I think the CATO institute article is really just proposing a political alliance between liberals and libertarians.

First it talks about how libertarians were traditionally allied with republicans and why libertarians are dissatisfied with that alliance now.

Then it talks about issues liberals and libertarians agree on, civil liberties and social/cultural freedoms.

The big challenge, it says, of forging this alliance will be economic policy, and it suggests a truce. Liberals stop objecting to the free market and libertarians stop objecting to a social safety net. Both “sides” hold their noses and put up with the part they don’t like to get enough votes to pass an agenda that they mostly agree with.

So it’s an interesting political strategy article. It’s not much more than that.

I don’t think the article is even considering the idea that maybe we could make a new system that protects individual freedoms from both governmental and economic coercion.

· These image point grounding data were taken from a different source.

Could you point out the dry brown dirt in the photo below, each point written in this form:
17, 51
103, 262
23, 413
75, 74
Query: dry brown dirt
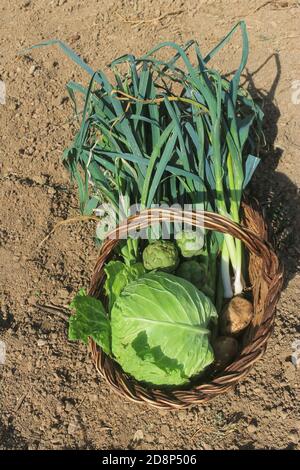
50, 395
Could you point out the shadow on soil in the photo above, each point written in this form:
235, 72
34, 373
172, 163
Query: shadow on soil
277, 194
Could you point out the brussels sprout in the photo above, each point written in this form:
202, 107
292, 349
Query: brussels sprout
161, 255
196, 273
190, 243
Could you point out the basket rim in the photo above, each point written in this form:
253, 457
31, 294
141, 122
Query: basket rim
254, 236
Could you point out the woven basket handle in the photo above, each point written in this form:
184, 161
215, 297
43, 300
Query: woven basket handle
207, 220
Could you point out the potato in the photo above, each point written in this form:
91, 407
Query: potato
236, 316
225, 349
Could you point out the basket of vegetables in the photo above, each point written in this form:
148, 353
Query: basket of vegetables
172, 320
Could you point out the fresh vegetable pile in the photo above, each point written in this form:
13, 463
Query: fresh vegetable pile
166, 132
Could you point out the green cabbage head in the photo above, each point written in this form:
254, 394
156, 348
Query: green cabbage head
158, 330
162, 255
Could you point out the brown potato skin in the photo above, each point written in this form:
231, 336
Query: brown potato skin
236, 316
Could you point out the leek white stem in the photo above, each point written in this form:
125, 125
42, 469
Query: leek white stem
226, 272
238, 281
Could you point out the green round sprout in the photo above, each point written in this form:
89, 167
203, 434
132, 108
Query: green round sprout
190, 243
196, 273
162, 255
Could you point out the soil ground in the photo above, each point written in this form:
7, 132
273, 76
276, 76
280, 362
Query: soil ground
50, 395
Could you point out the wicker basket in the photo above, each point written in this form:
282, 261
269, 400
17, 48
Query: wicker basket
265, 274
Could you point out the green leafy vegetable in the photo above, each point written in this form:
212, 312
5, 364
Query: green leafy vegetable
190, 243
160, 329
90, 320
162, 255
118, 275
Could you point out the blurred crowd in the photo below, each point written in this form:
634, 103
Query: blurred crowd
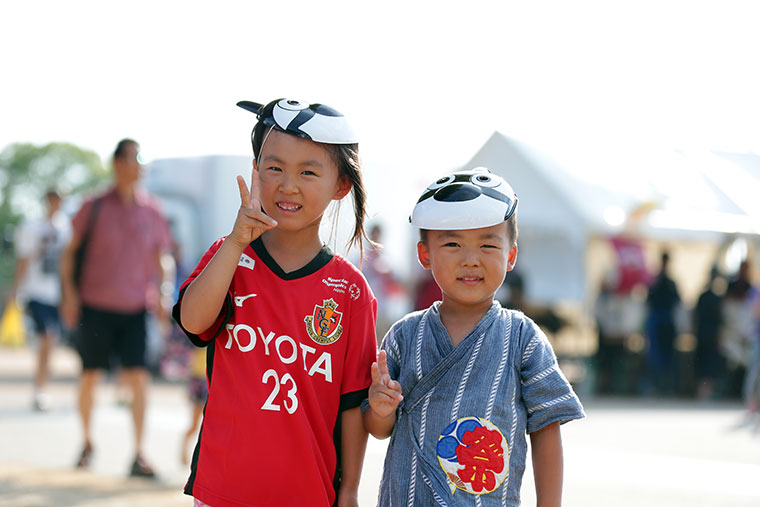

There’s one paragraph that needs to be chastised:

“Furthermore, it has become increasingly clear that capitalism’s relentless dynamism and wealth-creation … have been pushing U.S. society in a decidedly progressive direction. The civil rights movement was made possible by the mechanization of agriculture … feminism was encouraged by the mechanization of housework.”

I take issue with his “capitalism is great and has no problems” attitude, and the idea that social justice was mainly the result of society having additional wealth is a rather strange non-sequiter. No, it couldn’t have anything to do with individual beliefs and cultural norms becoming more progressive.

But there is one paragraph that needs kudos:

“Translating such abstractions into workable policy doubtlessly would be contentious. But the most difficult thing here is not working out details–it is agreeing to try. And, as part of that, agreeing on how to make the attempt: namely, by treating economic policy issues as technical, empirical questions about what does and doesn’t work, rather than as tests of ideological commitment.”

Libertarians need to give up the idea that capitalism is perfect, and liberals need to give up the idea that government is perfect. We actually need to try different things and see how they work.

#8 Bob Steinke on 10.07.08 at 3:52 pm

Ok, my last comment was getting long so I decided to start another comment to discuss the Daily Kos article.

What I like from this article is nicely summarized by this quote:

“The key here isn’t universal liberty from government intrusion, but policies that maximize individual freedom”

And he seems to recognize one of the ideas that brought me to liberaltarianism, that freedom isn’t merely having the right to do something, it’s having the right and the ability to do something. You have the right to swim in the lake, but if you do you’ll die from the pollution. In that case, you are not free to swim in the lake. We should be trying to create a society that maximizes freedom including the right and ability to do things. Libertarians have a fetish about maximizing the right to do things without any concern for the actual condition of people’s lives.

But it does seem that Kos’ opinion is that these individual freedoms can best be protected by traditional liberal government programs, although he gives lip service to the idea that government isnt always the solution.